The El Niño phenomenon: What is it, and how can it affect the rainforest?

08 January 2018 (1993 visits)

When water temperatures in the Eastern Equatorial Pacific, off the coast of Peru, are higher than usual, weather patterns around the world are affected. This phenomenon occurs erratically –every two to seven years- and during periods when ocean temperatures are particularly high the effects throughout the world can be alarming. 

The El Niño warm ocean current gets its name from the time of year when it is usually first detected. It was the fishermen of the Peruvian town of Paita who in the 17th century first noticed that on occasion sea temperatures would rise and fish stocks disappear around Christmastime, when the birth of the Christ Child (“El Niño”) is celebrated by Christians.

During late 2015, unusually high winter temperatures directly attributable to the El Niño effect led to record levels of rainfall in Scotland and northern England, causing serious flooding and the evacuation of residents from more than 5000 homes.

The effects in the Entre Rios, Corrientes and Chaco frontier regions of Argentina, Paraguay, Brazil and Uruguay were even more devastating. Here, more than 150,000 people were displaced by flooding as heavy summer rains caused major rivers to burst their banks.

But the periodic disturbances caused by El Niño to the world’s ocean currents and therefore to its overall weather patterns can also lead to reduced rainfall in some areas, and even drought.
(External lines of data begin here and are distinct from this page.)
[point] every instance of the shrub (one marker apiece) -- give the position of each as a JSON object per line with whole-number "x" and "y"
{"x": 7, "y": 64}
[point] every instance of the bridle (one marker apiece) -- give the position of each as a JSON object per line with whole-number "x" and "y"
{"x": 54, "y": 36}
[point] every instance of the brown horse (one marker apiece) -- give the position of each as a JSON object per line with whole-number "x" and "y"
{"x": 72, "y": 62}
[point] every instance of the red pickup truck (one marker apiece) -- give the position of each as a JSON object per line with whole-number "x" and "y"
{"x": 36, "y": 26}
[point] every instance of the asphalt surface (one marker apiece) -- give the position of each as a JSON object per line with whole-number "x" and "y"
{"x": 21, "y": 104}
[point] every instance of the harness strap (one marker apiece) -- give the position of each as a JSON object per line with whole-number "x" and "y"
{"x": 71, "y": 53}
Some historians have even linked the El Niño related severe droughts in Asia, Australia, Mexico, southern Africa and other parts of the world with the famine that contributed to the French Revolution in 1789.

In Peru, while heavy rains can be expected on the country’s normally arid desert coast during an El Niño year, causing damage to infrastructure and leading to crop failure, in the highland and tropical forest regions precipitation during what is normally the rainy season, from December to March, can often be reduced.

 

During the particularly severe El Niño phenomenon of 1998, the Amazon basin was hit by drought, with wildlife sightings around oxbow lakes and other water sources, including the Tambopata river basin, reported as much higher than usual, as animals emerged from the forests in search of water.